Now, direct primary care only covers, well, primary care, so I’ve paired it with a high-deductible healthcare plan and a health savings account to pay for my many additional medical expenses. I’m not alone: more than 21 million Americans are following the same path.
However, rather than making direct primary care more accessible, the proposed regulations actually make it virtually impossible for all of us with HSAs. Remember, by law, to qualify for an HSA, individuals must be covered by a high deductible health insurance plan. The rationale for this is consumers with more on the line are more responsible in controlling their health care costs and thus rewarded with the tax-advantaged benefits of an HSA.
Here’s the problem: the proposed regulations define direct primary care as a form of insurance – one that is not a high-deductible health plan and would therefore disqualify me from having access to an HSA.
Regulators point out that direct primary care arrangements provide various services like checkups, vaccinations, urgent care, lab tests, and diagnostics before the high deductible has been satisfied. According to the preamble to the proposed regulations, “an individual generally is not eligible to contribute to an HSA if that individual is covered by a direct primary care arrangement.”
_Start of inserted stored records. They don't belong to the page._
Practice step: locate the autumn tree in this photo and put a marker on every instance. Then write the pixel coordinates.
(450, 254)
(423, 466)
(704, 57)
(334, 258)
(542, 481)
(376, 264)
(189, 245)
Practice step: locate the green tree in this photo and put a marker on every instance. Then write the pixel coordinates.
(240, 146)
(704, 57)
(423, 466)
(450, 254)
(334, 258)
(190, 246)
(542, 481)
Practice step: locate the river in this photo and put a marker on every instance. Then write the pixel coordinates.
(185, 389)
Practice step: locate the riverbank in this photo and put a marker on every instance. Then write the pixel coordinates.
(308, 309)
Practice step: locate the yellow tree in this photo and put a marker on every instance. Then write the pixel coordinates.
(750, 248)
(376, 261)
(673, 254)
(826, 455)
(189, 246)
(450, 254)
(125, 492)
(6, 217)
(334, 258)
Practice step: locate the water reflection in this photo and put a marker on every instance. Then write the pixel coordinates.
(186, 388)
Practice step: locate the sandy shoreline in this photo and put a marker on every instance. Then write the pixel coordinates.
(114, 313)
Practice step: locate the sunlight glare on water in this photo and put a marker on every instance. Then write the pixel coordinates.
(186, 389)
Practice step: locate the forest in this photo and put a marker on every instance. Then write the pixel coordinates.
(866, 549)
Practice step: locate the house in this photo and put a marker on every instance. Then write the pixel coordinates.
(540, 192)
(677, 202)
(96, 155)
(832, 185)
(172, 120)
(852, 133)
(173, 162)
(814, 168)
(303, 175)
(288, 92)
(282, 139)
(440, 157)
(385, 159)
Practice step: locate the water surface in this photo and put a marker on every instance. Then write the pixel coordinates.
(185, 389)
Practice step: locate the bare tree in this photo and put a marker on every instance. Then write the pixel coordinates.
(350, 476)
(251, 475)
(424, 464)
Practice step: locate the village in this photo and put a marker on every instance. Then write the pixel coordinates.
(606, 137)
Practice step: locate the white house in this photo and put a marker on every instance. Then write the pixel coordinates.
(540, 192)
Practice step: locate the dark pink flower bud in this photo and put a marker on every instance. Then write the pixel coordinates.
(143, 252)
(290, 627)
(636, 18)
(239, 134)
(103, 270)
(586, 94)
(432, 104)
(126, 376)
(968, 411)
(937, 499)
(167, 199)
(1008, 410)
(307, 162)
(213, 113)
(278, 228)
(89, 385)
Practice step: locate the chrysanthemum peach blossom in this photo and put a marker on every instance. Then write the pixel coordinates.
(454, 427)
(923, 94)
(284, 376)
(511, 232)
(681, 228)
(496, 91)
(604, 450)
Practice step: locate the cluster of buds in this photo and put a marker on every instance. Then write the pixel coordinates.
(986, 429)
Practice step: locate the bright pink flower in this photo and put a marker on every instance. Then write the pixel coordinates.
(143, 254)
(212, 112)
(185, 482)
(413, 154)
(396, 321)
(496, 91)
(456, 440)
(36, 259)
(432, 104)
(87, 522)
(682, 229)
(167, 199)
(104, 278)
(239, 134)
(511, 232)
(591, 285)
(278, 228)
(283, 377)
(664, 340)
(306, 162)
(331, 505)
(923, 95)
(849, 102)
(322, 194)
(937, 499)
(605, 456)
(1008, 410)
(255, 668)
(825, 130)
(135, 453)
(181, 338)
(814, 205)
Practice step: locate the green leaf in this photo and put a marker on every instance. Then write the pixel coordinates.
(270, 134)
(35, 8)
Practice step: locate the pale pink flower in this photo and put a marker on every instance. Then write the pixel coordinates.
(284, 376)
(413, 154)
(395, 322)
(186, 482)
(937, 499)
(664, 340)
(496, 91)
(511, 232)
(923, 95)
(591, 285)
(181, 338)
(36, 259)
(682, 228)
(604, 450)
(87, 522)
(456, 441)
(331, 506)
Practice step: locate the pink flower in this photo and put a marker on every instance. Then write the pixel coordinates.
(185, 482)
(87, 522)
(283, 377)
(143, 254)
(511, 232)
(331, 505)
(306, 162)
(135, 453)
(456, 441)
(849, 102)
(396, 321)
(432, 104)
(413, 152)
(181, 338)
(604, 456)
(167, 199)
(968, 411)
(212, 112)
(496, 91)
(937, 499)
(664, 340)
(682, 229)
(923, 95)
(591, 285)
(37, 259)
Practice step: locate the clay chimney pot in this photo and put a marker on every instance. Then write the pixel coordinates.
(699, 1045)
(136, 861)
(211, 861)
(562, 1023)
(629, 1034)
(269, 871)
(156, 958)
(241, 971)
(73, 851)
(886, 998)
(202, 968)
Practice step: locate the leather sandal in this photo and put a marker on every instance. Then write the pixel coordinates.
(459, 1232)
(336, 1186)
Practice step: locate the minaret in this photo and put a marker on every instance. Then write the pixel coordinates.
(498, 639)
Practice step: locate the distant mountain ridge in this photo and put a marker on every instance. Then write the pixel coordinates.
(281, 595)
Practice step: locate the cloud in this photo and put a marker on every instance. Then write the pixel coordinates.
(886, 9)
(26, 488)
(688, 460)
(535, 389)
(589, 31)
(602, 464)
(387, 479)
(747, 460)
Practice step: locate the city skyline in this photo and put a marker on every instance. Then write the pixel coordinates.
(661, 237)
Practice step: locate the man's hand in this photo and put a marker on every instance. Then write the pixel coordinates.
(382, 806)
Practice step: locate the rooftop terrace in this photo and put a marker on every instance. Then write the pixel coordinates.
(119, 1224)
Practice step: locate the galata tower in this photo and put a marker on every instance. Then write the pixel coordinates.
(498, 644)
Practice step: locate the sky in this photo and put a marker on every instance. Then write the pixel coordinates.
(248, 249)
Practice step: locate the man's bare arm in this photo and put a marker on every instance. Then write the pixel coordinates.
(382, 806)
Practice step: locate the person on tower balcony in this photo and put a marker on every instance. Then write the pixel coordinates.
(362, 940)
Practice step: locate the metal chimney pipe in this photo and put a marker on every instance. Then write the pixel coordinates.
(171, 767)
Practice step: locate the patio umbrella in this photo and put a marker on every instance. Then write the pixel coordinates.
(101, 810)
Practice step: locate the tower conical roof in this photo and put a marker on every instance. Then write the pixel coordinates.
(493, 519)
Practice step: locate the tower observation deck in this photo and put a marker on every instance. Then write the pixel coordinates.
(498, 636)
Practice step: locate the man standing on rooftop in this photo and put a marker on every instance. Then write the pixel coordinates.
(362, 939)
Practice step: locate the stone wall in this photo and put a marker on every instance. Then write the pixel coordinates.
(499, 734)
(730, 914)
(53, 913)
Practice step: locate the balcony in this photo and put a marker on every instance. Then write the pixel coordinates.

Keep in mind, 32 states consider direct primary care a medical service rather than a health plan and exempt it from insurance regulation. Even the Department of Health and Human Services shares that view, noting in a March 12, 2012, final exchange rule that “direct primary care medical homes are not insurance.” In addition, the proposed rule itself includes some contradictory language and implications when it comes to defining direct primary care relating to other factors.
By its very nature, direct primary care is a contract between patient and physician without billing a third party. In cutting out the insurance companies, it seems obvious that direct primary care is not a competing insurance plan, but instead, a valuable service that can accompany existing coverage.
Furthermore, there is no clear justification for painting direct primary care as disqualifying medical insurance for those with HSAs. The IRS has more than enough flexibility and discretion to determine that direct primary care does not count as insurance. Regulators could do so while still treating direct primary care as a tax-deductible medical expense, which seems to be the intention of the proposed rule in the first place.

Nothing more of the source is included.